Inspectors’ findings come after Westminster North MP warned St Mary’s was ‘quite literally falling down’

02 August, 2019 — By Tom Foot

CRUMBLING buildings at St Mary’s Hospital are putting the water supply in children’s wards at risk of serious infection, according to inspectors.

The Care Quality Commission, following a probe in February, said the poor condition of the Paddington hospital was creating problems “within children’s services”.

The new report said the NHS trust “requires imp­rovement” overall, promp­ting its chief executive to admit “this is not a sustainable situation”.

The CQC report said: “The service faced challenges with the condition of the estate, with one of the biggest risks being Legionella and pseudo­monas in the water.”

Pseudomonas is a common bacterium that’s found in soil and water that can cause serious illness in people with chest infections, weakened immune system or long-term lung conditions like cystic fibrosis.

Legionella is a group of bacteria that causes the pneumonia-type illness Legionnaires’ disease.

The report said the neonatal unit reported a “Pseudomonas outbreak” in July 2018, since which troughs, taps and sinks have been upgraded and pipework cleaned.

But managers told inspectors “some water taps still tested positive for Pseudo­monas despite all measures” and “one of the nurseries in the special care unit was closed due to this”.

Earlier this year Westminster North MP Karen Buck demanded urgent action to rebuild the Paddington hospital which she said was “quite literally falling down”.

Two wards shut because of patient safety and maternity services have been relocated because of a faulty lift; while beds have been lost due to flooding.

In April there was a £1.3billion backlog of maintenance works at five north-west London ­hos­pitals, including St Mary’s – by far the highest figure in the country.

The NHS trust was classed as “good” in three main sub-categories incl­uding whether it was “effective, caring and well-led”.

The maternity unit was rated “outstanding”.

Responding to the report, Imperial chief executive Professor Tim Orchard said: “I’m delighted that inspectors have recognised the real progress we have made.

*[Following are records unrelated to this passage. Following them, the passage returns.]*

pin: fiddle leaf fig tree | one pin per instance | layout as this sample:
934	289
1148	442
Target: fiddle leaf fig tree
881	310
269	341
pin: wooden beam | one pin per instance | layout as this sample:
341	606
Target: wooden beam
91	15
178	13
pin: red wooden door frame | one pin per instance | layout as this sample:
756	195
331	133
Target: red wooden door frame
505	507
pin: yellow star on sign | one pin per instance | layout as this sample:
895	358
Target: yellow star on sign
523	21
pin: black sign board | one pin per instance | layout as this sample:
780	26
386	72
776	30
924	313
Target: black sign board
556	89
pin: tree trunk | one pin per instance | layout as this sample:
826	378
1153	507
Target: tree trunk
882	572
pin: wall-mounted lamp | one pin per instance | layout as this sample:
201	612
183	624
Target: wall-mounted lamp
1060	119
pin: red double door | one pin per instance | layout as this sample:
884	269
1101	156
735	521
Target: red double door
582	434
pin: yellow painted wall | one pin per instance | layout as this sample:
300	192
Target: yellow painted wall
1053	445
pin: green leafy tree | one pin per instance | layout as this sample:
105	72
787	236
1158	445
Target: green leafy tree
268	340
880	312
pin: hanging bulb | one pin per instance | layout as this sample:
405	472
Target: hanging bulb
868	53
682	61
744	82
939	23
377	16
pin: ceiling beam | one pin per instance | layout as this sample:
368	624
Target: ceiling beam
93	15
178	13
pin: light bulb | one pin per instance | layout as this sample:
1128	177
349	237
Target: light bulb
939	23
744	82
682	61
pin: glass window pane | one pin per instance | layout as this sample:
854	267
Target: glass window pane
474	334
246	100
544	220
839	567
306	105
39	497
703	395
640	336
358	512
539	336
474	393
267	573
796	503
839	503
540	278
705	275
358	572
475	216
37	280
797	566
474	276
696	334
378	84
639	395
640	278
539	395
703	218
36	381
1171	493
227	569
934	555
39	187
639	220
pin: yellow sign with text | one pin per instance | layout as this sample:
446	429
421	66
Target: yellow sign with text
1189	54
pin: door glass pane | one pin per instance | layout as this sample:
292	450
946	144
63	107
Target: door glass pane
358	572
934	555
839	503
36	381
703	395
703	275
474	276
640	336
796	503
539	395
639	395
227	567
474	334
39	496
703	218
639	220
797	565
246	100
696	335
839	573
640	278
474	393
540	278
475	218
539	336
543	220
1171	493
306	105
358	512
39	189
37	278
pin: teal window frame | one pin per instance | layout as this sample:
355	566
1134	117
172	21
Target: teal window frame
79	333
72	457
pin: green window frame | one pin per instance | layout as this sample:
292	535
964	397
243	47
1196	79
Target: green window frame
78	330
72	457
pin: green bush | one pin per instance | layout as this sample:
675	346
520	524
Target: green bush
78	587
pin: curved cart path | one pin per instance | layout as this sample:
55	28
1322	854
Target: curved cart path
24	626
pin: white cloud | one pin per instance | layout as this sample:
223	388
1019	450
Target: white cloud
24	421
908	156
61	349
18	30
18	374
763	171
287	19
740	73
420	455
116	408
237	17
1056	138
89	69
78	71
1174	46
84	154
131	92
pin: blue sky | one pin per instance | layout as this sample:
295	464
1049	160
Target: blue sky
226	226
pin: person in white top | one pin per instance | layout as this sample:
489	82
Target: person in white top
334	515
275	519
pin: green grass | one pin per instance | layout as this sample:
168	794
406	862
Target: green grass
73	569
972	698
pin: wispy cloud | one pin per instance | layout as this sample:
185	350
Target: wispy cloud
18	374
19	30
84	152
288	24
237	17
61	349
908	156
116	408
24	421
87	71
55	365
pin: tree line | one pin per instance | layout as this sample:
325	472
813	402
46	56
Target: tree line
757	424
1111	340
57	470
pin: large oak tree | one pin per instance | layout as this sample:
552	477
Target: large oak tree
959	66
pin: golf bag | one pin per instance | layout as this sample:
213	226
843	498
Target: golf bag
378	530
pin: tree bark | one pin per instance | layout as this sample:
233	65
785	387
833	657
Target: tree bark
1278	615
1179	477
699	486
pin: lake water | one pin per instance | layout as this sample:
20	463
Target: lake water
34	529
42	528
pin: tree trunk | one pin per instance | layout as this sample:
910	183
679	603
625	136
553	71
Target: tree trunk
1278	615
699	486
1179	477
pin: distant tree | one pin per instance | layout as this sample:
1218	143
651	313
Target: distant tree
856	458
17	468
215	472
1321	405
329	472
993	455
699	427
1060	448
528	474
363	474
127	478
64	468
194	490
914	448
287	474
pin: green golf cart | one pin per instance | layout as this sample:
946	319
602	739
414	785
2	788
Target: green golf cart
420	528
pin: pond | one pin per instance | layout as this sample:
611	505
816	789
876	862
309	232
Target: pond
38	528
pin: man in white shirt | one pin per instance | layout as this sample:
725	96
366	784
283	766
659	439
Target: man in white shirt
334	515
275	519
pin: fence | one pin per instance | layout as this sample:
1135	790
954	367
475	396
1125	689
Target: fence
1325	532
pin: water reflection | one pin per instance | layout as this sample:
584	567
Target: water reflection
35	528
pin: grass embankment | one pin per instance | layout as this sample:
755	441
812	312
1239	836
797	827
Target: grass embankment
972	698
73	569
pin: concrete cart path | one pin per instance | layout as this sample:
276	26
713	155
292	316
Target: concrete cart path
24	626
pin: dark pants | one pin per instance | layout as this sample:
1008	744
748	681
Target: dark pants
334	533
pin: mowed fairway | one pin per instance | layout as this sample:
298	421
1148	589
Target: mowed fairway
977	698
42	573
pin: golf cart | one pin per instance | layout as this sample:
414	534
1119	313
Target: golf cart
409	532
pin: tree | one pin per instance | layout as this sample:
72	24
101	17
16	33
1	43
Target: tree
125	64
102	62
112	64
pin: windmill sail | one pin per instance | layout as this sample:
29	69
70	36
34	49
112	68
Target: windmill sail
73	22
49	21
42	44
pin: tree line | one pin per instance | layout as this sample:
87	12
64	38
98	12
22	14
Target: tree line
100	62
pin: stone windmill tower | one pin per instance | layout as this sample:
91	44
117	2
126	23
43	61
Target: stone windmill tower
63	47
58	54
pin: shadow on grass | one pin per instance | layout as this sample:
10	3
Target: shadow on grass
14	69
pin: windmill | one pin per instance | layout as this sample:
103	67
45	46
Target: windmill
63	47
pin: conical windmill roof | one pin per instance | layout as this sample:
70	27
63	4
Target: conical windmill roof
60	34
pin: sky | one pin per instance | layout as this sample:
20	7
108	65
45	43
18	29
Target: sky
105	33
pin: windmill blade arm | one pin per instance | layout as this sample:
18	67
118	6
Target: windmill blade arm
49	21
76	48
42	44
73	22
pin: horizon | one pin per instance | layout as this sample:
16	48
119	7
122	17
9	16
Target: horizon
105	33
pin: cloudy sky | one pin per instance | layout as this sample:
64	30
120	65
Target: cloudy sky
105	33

I’m also pleased that inspectors recognised the additional challenges, in terms of the age and state of many of our buildings, that our staff are overcoming in order to provide high quality care.

“Our teams have to work extra hard to make sure our poor facilities don’t impact too much on our patients, but this is not a sustainable situation. The CQC report will help us build our case for a major redevelopment of our estate.”

Imperial College Health-care NHS Trust was formed in 2007 as a merger of St Mary’s, Hammersmith hospitals and Imperial College.